In artificial intelligence (AI) and machine learning (ML), leaderboards provide rankings of models trained for a given task. Generally, leaderboards provide one or more datasets (also known as a benchmark), which models must use to solve some kind of classification or regression task (such as sentiment analysis and question answering)
Benchmarks are often split into three subsets, called train, dev, and test, with train and dev datasets being made publicly available. If you want to develop a new model to try and attain a place on a leaderboard, you train the model using the train subset and evaluate its performance using the dev subset. You upload the model code to the leaderboard's submission site where moderators test it using the non-public test subset. Based on this performance, the model might appear on the leaderboard in a ranked position.
For example, Figure 1 (top) has a screenshot of a leaderboard from Allen AI for August 2020. Listed are models in decreasing order of accuracy on a question answering dataset called Physical IQA. Question answering is the task of building systems to automatically answer questions posed by humans in a natural language. Physical IQA contains questions regarding our knowledge about the Physical World.
| 
            Physical IQA - Physical Interaction QA
           | |||||
| 
 |     | ||||
Also present on the page is a line chart (Figure 1, bottom), which plots the accuracy of models submitted over time, using "human accuracy" on the dataset as the standard to beat. Human accuracy is measured by asking a set of people to answer the same test set questions provided to the model.

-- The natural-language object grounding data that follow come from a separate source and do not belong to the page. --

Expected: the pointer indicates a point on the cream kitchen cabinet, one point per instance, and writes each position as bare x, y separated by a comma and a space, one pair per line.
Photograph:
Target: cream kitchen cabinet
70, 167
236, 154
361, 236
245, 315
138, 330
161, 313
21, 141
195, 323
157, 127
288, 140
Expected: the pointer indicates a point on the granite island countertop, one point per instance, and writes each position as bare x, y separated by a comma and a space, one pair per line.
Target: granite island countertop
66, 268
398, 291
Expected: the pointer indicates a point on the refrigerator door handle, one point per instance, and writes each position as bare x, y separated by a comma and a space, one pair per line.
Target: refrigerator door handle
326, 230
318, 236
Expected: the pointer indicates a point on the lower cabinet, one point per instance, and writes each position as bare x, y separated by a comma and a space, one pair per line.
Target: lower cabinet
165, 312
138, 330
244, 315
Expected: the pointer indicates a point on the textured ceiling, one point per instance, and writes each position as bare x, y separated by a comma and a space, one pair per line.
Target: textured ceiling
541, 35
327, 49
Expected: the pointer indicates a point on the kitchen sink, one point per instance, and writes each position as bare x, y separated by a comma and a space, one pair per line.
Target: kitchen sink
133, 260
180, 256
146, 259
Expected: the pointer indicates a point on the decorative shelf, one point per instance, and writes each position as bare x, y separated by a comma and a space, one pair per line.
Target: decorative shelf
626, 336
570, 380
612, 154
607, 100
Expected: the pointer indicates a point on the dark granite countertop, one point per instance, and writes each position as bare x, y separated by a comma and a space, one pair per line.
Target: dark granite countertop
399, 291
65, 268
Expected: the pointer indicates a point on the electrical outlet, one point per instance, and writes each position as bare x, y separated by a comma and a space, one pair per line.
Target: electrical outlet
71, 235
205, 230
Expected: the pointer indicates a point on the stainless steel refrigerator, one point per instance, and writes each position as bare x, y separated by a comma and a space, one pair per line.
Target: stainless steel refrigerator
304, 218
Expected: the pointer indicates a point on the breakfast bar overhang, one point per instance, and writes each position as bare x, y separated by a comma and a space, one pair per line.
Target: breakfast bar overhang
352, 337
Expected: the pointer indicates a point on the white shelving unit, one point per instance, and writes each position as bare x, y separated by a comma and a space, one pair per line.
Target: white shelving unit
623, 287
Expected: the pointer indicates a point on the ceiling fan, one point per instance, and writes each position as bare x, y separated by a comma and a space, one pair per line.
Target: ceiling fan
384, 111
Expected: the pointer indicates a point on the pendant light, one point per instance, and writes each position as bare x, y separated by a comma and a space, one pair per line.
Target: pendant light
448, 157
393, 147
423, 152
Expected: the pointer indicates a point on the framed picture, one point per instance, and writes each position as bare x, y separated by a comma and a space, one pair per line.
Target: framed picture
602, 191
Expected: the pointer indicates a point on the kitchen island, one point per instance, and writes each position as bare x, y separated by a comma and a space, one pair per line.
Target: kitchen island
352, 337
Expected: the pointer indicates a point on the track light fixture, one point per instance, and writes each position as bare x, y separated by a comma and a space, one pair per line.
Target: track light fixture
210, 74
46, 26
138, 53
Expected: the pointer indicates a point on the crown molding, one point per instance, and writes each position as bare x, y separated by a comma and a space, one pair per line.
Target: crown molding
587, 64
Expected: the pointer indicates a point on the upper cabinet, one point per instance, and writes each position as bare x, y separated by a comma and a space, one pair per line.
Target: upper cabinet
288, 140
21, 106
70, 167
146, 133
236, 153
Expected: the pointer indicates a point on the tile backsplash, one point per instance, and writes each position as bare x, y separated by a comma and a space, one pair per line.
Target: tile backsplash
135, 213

AI/ML leaderboards have been around for several years now, and competition to become the top-ranked model is fierce. Increasingly, top-ranked models are becoming larger and more complex. Unfortunately, we are increasingly seeing a gap where, just because a model tops a particular leaderboard, there is no guarantee that the model will actually be deployed in the real-world.
To help understand why high-performing leaderboard models don't necessarily translate to effective real-world usage, let's explore how AI/ML models are evaluated.
There are a plethora of candidate evaluation metrics, including precision, accuracy, recall, F1 score, specificity, confusion matrix, etc. Here, we focus on accuracy:how many data samples are correctly answered out of the total number of tested samples? Essentially, accuracy is computed by assigning samples correctly answered with a weight of 1, and samples incorrectly answered with a weight of 0. This is by far the most common way that leaderboards evaluate model performance.
| 
         SST-2 (Sentiment Analysis) Test Set Predictions - Accuracy
        | ||||
| 
 |  | |||
In Figure 2, we show how models perform (indicated by color) for samples of different difficulty levels. Here, we define a test set sample's difficulty in terms of its average semantic textual similarity (STS)-- based on Mishra et.al., 2020-- with the top 25% most similar samples of the training set (using Spacy's BERT STS implementation). Since sample STS values are on a continuous scale, we use beeswarm plots to represent the full difficulty distribution without overlap.
What aren't leaderboards telling us?
Figure 2 shows us that different models perform very differently on different levels of difficulty. Ranking based on overall naive accuracy does not reflect model performance over the data distribution. For example, suppose a Model Y answers all the "easy" questions correctly, and fails on the "tough" questions, while Model X answers more "tough" questions correctly, but its overall count of correctly answered questions (i.e., accuracy) is low. Such "tough" questions can be considered akin to out-of-distribution (OOD) samples; patterns/skills that the model learns from the train set cannot directly be applied to solve such samples.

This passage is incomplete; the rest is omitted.